17 May 2004

A Funny Thing Happened on the Way to the [Federal] Forum

Ernie the Attorney posted some interesting thoughts from a friend of his on choosing where to file suit. I agree with his friend's conclusion: a plaintiff is often, and perhaps even most of the time, better off in federal rather than state court. Ernie reports that his friend points to (1) the illusory nature of the "big verdict," (2) the probable need to defend that "big verdict" on appeal, and (3) the "quicker" result in federal courts. Ernie's friend was pointing to Jones Act (death/injury of seamen) cases; but I think he's right in more cases and for broader reasons.

Admittedly, most of my actual litigation experience is in federal courts. I am more comfortable there with the rules themselves. It is not just a question of speed, although that is certainly an issue. The discovery and evidence rules in federal court are far more flexible and better-understood than those of just about any state court system, particularly when one is "out of town counsel." To begin with, the defendant in most matters in which I am involved is not in the plaintiff's home forum. That means going to the defendant's forum to get jurisdiction, or getting jurisdiction elsewhere the hard way and then having trouble enforcing discovery requests — especially once a third party is involved. Consider, for example, a suit alleging that Publisher X made certain derivative rights sales, but did not inform the author of or pay the author his/her share for those sales. The purchaser of those rights is a relevant party; what if the purchaser is in a different place?

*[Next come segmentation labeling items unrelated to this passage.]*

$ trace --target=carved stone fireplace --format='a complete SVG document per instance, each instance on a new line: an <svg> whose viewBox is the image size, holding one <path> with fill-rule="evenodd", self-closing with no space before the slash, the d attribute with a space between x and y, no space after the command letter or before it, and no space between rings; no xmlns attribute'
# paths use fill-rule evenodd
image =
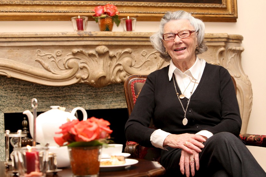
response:
<svg viewBox="0 0 266 177"><path fill-rule="evenodd" d="M4 113L38 111L59 105L86 109L126 108L123 83L168 64L151 46L150 33L0 33L0 160L5 159ZM228 70L236 82L246 132L252 104L250 82L241 65L242 36L206 34L200 57Z"/></svg>

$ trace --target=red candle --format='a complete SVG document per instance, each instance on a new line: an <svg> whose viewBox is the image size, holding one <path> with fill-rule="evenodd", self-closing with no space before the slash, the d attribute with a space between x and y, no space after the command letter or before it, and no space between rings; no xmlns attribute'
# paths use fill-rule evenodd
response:
<svg viewBox="0 0 266 177"><path fill-rule="evenodd" d="M38 152L31 152L30 150L26 152L26 161L27 174L32 172L40 172L39 153Z"/></svg>
<svg viewBox="0 0 266 177"><path fill-rule="evenodd" d="M132 20L129 19L129 16L127 16L127 19L126 20L126 27L127 31L132 31Z"/></svg>
<svg viewBox="0 0 266 177"><path fill-rule="evenodd" d="M77 27L78 27L78 30L83 30L83 19L80 18L80 16L79 16L79 18L77 19Z"/></svg>

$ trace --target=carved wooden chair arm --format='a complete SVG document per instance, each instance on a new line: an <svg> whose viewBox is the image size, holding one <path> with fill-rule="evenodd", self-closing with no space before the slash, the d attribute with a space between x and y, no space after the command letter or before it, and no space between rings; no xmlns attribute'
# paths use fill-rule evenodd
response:
<svg viewBox="0 0 266 177"><path fill-rule="evenodd" d="M130 157L138 158L140 153L140 144L135 141L129 141L126 144L125 152L130 154Z"/></svg>
<svg viewBox="0 0 266 177"><path fill-rule="evenodd" d="M245 134L239 136L246 145L266 147L266 135Z"/></svg>

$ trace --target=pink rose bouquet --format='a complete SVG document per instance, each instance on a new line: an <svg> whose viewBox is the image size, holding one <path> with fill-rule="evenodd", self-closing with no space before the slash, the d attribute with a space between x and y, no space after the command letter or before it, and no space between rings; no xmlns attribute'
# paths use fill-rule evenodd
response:
<svg viewBox="0 0 266 177"><path fill-rule="evenodd" d="M96 23L98 23L98 19L100 18L112 17L113 21L118 26L120 23L120 20L118 19L119 12L117 11L117 8L112 4L107 4L105 5L99 5L94 8L95 14L92 16Z"/></svg>
<svg viewBox="0 0 266 177"><path fill-rule="evenodd" d="M69 147L96 146L102 145L110 138L113 132L110 130L110 123L103 119L94 117L85 121L75 120L68 122L59 128L60 137L54 137L55 142L60 146Z"/></svg>

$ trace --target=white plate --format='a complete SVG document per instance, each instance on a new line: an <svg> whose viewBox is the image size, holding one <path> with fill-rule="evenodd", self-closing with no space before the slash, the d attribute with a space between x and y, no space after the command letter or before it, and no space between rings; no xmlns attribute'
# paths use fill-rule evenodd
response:
<svg viewBox="0 0 266 177"><path fill-rule="evenodd" d="M127 158L130 156L130 154L129 153L119 153L119 154L117 154L114 155L117 155L118 156L123 156L125 158ZM107 154L106 156L105 156L104 154L102 154L101 155L101 158L111 158L110 156L108 156Z"/></svg>
<svg viewBox="0 0 266 177"><path fill-rule="evenodd" d="M128 168L132 165L138 163L138 161L135 159L126 158L126 163L123 164L113 165L100 165L100 170L101 171L110 171L112 170L118 170L124 169L125 168ZM106 159L102 159L101 161L108 160Z"/></svg>

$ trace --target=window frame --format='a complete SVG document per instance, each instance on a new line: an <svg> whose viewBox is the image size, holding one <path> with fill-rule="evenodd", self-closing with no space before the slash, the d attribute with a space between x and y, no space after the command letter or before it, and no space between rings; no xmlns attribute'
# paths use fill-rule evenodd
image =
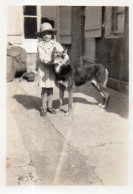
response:
<svg viewBox="0 0 133 194"><path fill-rule="evenodd" d="M37 7L37 32L40 31L40 25L41 25L41 6ZM22 15L22 47L27 51L27 53L37 53L37 45L38 45L38 38L36 39L27 39L24 36L24 13L23 13L23 6L21 9L21 15ZM29 17L29 16L28 16Z"/></svg>
<svg viewBox="0 0 133 194"><path fill-rule="evenodd" d="M113 21L112 21L112 34L114 35L122 35L124 33L124 21L125 21L125 7L123 7L123 11L119 11L117 7L113 7L112 12L113 12ZM118 15L122 15L123 18L123 26L122 30L117 30L117 23L118 23Z"/></svg>
<svg viewBox="0 0 133 194"><path fill-rule="evenodd" d="M40 25L41 25L41 6L38 6L38 5L36 5L36 16L34 16L34 15L24 15L24 13L23 13L23 7L24 6L22 6L22 17L23 17L23 39L24 40L37 40L37 38L35 39L27 39L27 38L25 38L25 35L24 35L24 31L25 31L25 29L24 29L24 18L37 18L37 31L39 31L40 30Z"/></svg>

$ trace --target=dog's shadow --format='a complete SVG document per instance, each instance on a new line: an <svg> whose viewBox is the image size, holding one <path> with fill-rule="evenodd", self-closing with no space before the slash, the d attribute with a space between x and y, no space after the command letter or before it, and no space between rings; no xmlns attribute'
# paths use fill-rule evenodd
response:
<svg viewBox="0 0 133 194"><path fill-rule="evenodd" d="M23 105L24 108L27 110L35 109L37 111L40 111L41 107L41 98L36 96L27 96L27 95L14 95L13 98L16 99L16 101ZM74 97L73 103L83 103L83 104L90 104L90 105L96 105L97 103L89 102L85 98L82 97ZM63 105L68 104L68 98L63 99ZM58 109L59 108L59 99L53 100L53 108ZM62 109L63 112L65 110Z"/></svg>

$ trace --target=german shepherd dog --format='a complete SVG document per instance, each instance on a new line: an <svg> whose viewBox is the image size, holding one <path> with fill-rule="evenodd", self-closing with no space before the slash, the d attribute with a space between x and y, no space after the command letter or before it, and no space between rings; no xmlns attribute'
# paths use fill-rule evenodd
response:
<svg viewBox="0 0 133 194"><path fill-rule="evenodd" d="M98 105L101 108L106 108L110 99L106 85L108 81L108 70L102 64L88 64L86 60L82 60L82 66L73 67L69 61L65 59L66 52L57 52L56 48L52 52L52 62L55 69L56 81L60 91L60 105L63 103L64 92L67 89L69 93L68 112L70 115L73 103L73 88L81 86L86 82L90 82L102 96L102 103Z"/></svg>

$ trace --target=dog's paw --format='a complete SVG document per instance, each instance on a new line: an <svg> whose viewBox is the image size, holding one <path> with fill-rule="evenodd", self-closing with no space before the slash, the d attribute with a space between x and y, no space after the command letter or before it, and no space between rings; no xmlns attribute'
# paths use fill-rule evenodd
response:
<svg viewBox="0 0 133 194"><path fill-rule="evenodd" d="M105 104L102 104L102 103L99 103L98 106L102 109L105 109L106 108L106 105Z"/></svg>
<svg viewBox="0 0 133 194"><path fill-rule="evenodd" d="M69 117L69 116L71 116L71 112L67 111L64 115Z"/></svg>

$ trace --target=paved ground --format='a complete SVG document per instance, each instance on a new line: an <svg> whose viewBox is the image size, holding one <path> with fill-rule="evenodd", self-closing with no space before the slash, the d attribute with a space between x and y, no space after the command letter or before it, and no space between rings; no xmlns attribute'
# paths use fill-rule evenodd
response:
<svg viewBox="0 0 133 194"><path fill-rule="evenodd" d="M36 82L7 83L8 185L124 185L127 181L128 96L109 89L107 110L86 84L74 93L74 112L40 117ZM54 108L58 107L54 90Z"/></svg>

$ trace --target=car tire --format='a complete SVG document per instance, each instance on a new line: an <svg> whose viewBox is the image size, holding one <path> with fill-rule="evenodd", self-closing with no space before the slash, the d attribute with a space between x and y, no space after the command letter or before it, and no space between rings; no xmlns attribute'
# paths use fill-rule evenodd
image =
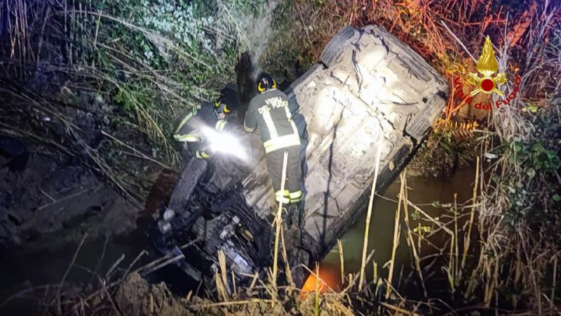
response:
<svg viewBox="0 0 561 316"><path fill-rule="evenodd" d="M321 62L326 66L330 67L335 62L349 43L353 39L357 39L358 35L358 31L352 26L346 27L339 31L323 48L321 57L320 57Z"/></svg>
<svg viewBox="0 0 561 316"><path fill-rule="evenodd" d="M446 97L444 93L438 93L431 98L425 103L424 107L413 116L405 127L405 133L417 141L421 140L427 131L433 126L433 122L436 117L440 115L441 112L440 107L435 106L436 103L446 103Z"/></svg>

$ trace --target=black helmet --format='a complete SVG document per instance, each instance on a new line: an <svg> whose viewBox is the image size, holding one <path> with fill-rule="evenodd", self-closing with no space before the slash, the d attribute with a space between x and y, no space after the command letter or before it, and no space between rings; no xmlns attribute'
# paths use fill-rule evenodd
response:
<svg viewBox="0 0 561 316"><path fill-rule="evenodd" d="M226 98L224 96L221 96L218 98L218 100L215 102L215 114L217 117L220 113L230 113L230 109L228 108L228 105L230 103L230 100Z"/></svg>
<svg viewBox="0 0 561 316"><path fill-rule="evenodd" d="M257 77L257 91L264 92L269 89L276 88L276 81L270 74L263 72Z"/></svg>

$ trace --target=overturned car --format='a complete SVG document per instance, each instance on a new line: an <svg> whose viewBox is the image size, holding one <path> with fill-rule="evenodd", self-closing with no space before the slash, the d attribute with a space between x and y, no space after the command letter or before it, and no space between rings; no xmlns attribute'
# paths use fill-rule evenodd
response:
<svg viewBox="0 0 561 316"><path fill-rule="evenodd" d="M299 228L285 235L295 282L301 286L304 273L299 266L320 260L365 209L379 144L378 190L414 154L445 107L449 88L406 44L369 25L341 30L321 62L285 92L297 105L292 117L303 140ZM173 194L176 202L156 216L154 244L177 256L175 264L196 281L214 277L219 251L240 282L271 263L271 218L277 206L261 144L252 137L239 135L240 150L250 162L246 165L219 164L209 172L207 162L190 160ZM208 185L209 178L219 176L227 178L224 185Z"/></svg>

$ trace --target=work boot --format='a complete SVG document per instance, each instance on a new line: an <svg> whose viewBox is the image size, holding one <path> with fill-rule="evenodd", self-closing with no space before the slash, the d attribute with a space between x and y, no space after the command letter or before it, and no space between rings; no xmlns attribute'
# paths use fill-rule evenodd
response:
<svg viewBox="0 0 561 316"><path fill-rule="evenodd" d="M283 218L283 224L286 229L290 229L292 226L292 218L290 216L290 209L288 207L283 207L283 212L280 213L280 217Z"/></svg>

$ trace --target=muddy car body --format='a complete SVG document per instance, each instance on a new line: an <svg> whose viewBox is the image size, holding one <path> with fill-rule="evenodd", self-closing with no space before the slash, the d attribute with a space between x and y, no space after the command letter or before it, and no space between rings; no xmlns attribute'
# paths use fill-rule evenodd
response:
<svg viewBox="0 0 561 316"><path fill-rule="evenodd" d="M421 56L376 26L343 29L321 62L285 91L298 105L293 117L303 139L305 174L300 238L288 242L294 243L288 246L292 266L321 259L365 209L379 144L377 190L397 176L449 92ZM203 171L196 170L205 164L189 162L191 180L178 183L176 191L189 199L185 209L160 214L166 228L158 230L164 232L156 234L158 248L182 257L177 264L195 279L214 275L219 250L238 275L262 272L271 263L269 220L276 207L264 159L218 195L198 184ZM196 248L181 249L194 239Z"/></svg>

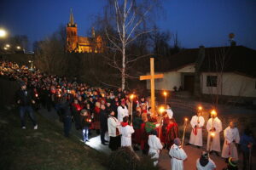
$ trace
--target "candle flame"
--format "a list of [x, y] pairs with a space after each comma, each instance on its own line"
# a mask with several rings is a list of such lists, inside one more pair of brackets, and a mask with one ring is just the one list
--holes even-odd
[[211, 115], [217, 115], [217, 112], [215, 111], [215, 110], [212, 110], [211, 111]]
[[164, 107], [159, 108], [159, 112], [162, 113], [164, 111], [165, 111], [165, 108]]
[[135, 97], [135, 95], [132, 94], [130, 95], [130, 99], [132, 99]]
[[211, 135], [212, 137], [214, 137], [214, 136], [215, 136], [215, 133], [212, 132], [212, 133], [210, 133], [210, 135]]
[[166, 96], [167, 95], [167, 92], [164, 91], [163, 94], [164, 94], [164, 96]]

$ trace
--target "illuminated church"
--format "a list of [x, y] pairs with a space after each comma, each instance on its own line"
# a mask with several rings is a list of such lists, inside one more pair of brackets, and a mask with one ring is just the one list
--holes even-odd
[[96, 36], [91, 30], [91, 37], [78, 36], [78, 26], [74, 23], [71, 10], [69, 23], [67, 25], [66, 52], [67, 53], [102, 53], [102, 38]]

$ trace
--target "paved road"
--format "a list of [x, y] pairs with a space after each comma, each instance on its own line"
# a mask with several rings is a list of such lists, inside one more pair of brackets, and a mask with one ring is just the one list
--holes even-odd
[[[194, 105], [196, 105], [197, 104], [195, 103]], [[206, 105], [205, 107], [210, 108], [211, 106]], [[233, 109], [233, 110], [237, 111], [237, 110], [236, 110], [236, 109]], [[183, 116], [190, 117], [190, 116], [191, 116], [191, 107], [184, 107], [183, 105], [182, 107], [174, 106], [173, 110], [174, 110], [174, 115], [176, 114], [177, 122], [180, 122], [180, 124], [183, 122]], [[46, 118], [55, 122], [60, 126], [62, 126], [62, 124], [59, 122], [58, 116], [57, 116], [56, 113], [55, 112], [55, 110], [48, 112], [46, 110], [42, 109], [41, 110], [39, 110], [39, 112], [41, 115], [43, 115]], [[249, 113], [249, 114], [251, 114], [251, 113]], [[183, 126], [180, 126], [180, 128], [183, 128]], [[188, 140], [188, 139], [189, 137], [189, 132], [190, 132], [190, 129], [189, 128], [186, 140]], [[72, 133], [74, 134], [75, 136], [77, 136], [78, 139], [80, 139], [82, 137], [81, 133], [79, 131], [75, 130], [74, 126], [73, 127]], [[205, 133], [206, 133], [206, 132], [205, 132]], [[108, 133], [106, 133], [106, 139], [108, 139]], [[204, 141], [204, 143], [206, 143], [206, 141]], [[111, 153], [111, 150], [109, 150], [108, 145], [102, 145], [101, 144], [100, 136], [96, 135], [95, 131], [92, 131], [92, 135], [90, 136], [90, 142], [87, 142], [86, 144], [93, 149], [96, 149], [99, 151], [102, 151], [106, 154]], [[206, 145], [206, 144], [205, 144], [205, 145]], [[205, 149], [205, 145], [204, 145], [203, 149]], [[184, 169], [185, 170], [195, 169], [196, 160], [201, 156], [201, 153], [203, 149], [198, 149], [198, 148], [191, 146], [191, 145], [184, 145], [184, 150], [188, 155], [188, 159], [184, 162]], [[141, 155], [141, 151], [137, 151], [137, 153], [138, 155]], [[223, 158], [217, 156], [215, 155], [211, 155], [210, 156], [216, 163], [217, 170], [222, 170], [222, 168], [224, 168], [225, 167], [224, 160]], [[241, 155], [240, 155], [240, 160], [241, 160]], [[256, 162], [255, 156], [253, 157], [253, 162]], [[241, 167], [241, 162], [240, 162], [239, 164]], [[159, 161], [159, 165], [163, 169], [166, 169], [166, 170], [171, 169], [170, 157], [168, 156], [168, 151], [166, 150], [163, 150], [161, 151], [160, 156], [160, 161]]]

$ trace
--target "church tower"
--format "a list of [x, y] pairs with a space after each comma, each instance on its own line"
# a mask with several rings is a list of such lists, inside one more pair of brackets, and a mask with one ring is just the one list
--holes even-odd
[[70, 9], [69, 23], [67, 25], [66, 51], [72, 53], [78, 50], [78, 26], [74, 23], [72, 8]]

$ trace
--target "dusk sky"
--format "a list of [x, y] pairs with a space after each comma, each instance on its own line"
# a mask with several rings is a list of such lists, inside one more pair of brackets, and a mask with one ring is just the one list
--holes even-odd
[[[161, 31], [177, 32], [183, 48], [229, 45], [235, 41], [256, 49], [255, 0], [163, 0]], [[79, 35], [85, 36], [105, 0], [1, 0], [0, 27], [9, 34], [27, 35], [30, 43], [43, 40], [66, 25], [73, 8]]]

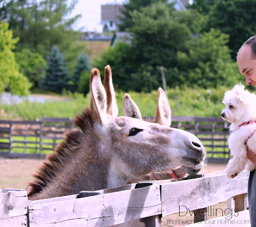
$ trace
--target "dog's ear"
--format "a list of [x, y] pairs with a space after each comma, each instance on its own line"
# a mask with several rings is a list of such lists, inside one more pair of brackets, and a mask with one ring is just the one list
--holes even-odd
[[236, 84], [232, 89], [233, 92], [237, 96], [237, 100], [243, 105], [246, 104], [246, 93], [244, 86], [241, 83]]

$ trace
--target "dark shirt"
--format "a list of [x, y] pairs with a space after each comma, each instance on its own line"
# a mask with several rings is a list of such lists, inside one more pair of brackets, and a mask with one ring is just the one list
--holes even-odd
[[248, 202], [251, 227], [256, 227], [256, 172], [250, 173], [248, 181]]

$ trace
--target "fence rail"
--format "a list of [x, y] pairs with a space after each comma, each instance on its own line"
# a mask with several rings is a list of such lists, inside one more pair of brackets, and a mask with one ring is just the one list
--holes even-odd
[[[194, 227], [228, 226], [231, 222], [239, 224], [238, 221], [241, 225], [236, 226], [250, 226], [245, 210], [248, 172], [234, 179], [228, 178], [223, 171], [198, 176], [201, 177], [142, 181], [93, 193], [81, 192], [32, 201], [26, 191], [4, 189], [0, 192], [0, 225], [106, 227], [140, 219], [146, 227], [159, 227], [161, 217], [178, 213], [178, 218], [182, 219], [184, 215], [180, 213], [184, 211], [185, 215], [193, 214], [194, 223], [191, 226]], [[215, 212], [214, 208], [212, 212], [212, 206], [227, 200], [227, 207], [215, 208]], [[170, 220], [171, 224], [179, 221]], [[222, 220], [228, 225], [220, 225]]]
[[[230, 151], [228, 125], [221, 117], [172, 117], [172, 127], [194, 134], [206, 147], [209, 161], [227, 162]], [[0, 155], [44, 157], [73, 127], [71, 118], [42, 118], [37, 121], [0, 121]]]

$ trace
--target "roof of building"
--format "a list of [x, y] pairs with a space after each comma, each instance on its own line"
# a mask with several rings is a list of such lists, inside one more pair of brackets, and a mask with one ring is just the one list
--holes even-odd
[[119, 17], [124, 17], [120, 9], [124, 8], [123, 5], [102, 5], [101, 6], [102, 21], [118, 21]]

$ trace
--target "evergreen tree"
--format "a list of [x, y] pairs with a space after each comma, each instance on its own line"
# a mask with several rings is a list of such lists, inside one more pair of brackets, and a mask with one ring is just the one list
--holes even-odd
[[46, 57], [46, 66], [45, 76], [41, 83], [42, 88], [61, 93], [67, 88], [69, 75], [64, 55], [56, 46], [52, 48], [51, 53]]
[[15, 61], [15, 48], [18, 39], [12, 38], [8, 24], [0, 22], [0, 93], [8, 90], [13, 94], [28, 94], [31, 84], [19, 70]]
[[79, 56], [75, 67], [74, 76], [71, 78], [72, 86], [69, 88], [69, 90], [73, 92], [77, 91], [78, 82], [84, 70], [90, 69], [89, 62], [89, 57], [86, 54], [82, 54]]

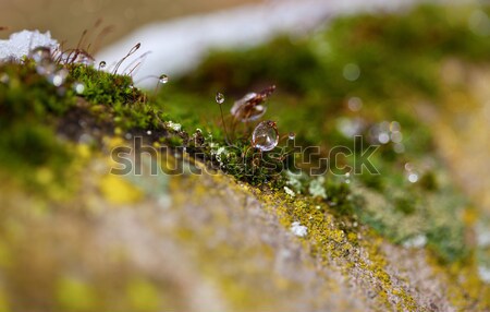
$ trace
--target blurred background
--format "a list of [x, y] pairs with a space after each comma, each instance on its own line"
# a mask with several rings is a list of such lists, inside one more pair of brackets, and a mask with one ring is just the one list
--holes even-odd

Perhaps the most important general advantage of the Federal Rules of Civil Procedure, though, is that they go a great deal farther toward levelling the playing field between small firm/solo practitioners and big firms and insurance companies. A local example might be helpful here. In Illinois, each side may move once to change the judge, so long as it's early enough in the matter. Typically, an insurance/defense firm will make such a motion the day before motions to dismiss or answers are due, thereby delaying the matter by at least sixty days. That does not necessarily change the due date for motions; but it does change the way those motions will be considered, almost always to the plaintiff's detriment. In the rare instance in which Goliath is suing David, Goliath will do so with the same timing just to disrupt the defendant's ability to answer/file motions. Further, this creates some rather disturbing "judge-shopping" situations, particularly outside of the Chicago area.

Virtually every state has some nature of similarly arcane, "home-team-favoring" procedural rules. Perhaps the most egregious of these are the "local counsel" requirements. Although the text of the rules may be similar in state and federal courts, the federal courts tend to be much more open to pro hac vice (for one matter only) admissions, especially at the appellate stage. I have voiced my opposition before to states erecting what amounts to a duty upon the interstate movement of legal services with their moronic "home practice" provisions; and I'm being polite for the sake of civil conversation. In less-polite terms, I might use exceptionally foul language and point to particular instances I have observed in which maintenance of a local monopoly based only on historical accident, and not on either competence of counsel or protection of the parties' right to select counsel, formed the foundation for such barriers. I might even name names. I might even question whether those attorneys who engage in such protectionism are violating the Rules or Code of Professional Conduct, and possibly the Sixth Amendment. But, as a solo practitioner, my voice means nothing to the bar regulatory authorities or voluntary bar associations, so I won't bother. Too much.

In any event, there is a final, and to me compelling, reason for choosing federal court over state court: the quality of the decisionmaking. There are some very fine state-court judges and law clerks in this country; there are some very poor federal-court judges and law clerks in this country. On the average, though, the federal-court judges and their clerks are more sophisticated and better educated than their state-court counterparts. This is almost always to the advantage of David, and not Goliath, because the judges and clerks are that much more likely to question large-firm/insurance defense "conclusions" that appear based more on the (literal) weight of the evidence than upon good reasoning. Further, the reversal rate is somewhat lower; and, even when David loses, that provides some closure for poor David.

Of course, some of this is also influenced by the fact that most of my work has, or at least implicates, federal law, sometimes with exclusive federal jurisdiction (see 28 U.S.C. § 1338). Since federal courts are not bound by state-court interpretations of federal law, but the state courts are bound by federal interpretations of federal law, this is just another layer of uncertainty that I would prefer to evade.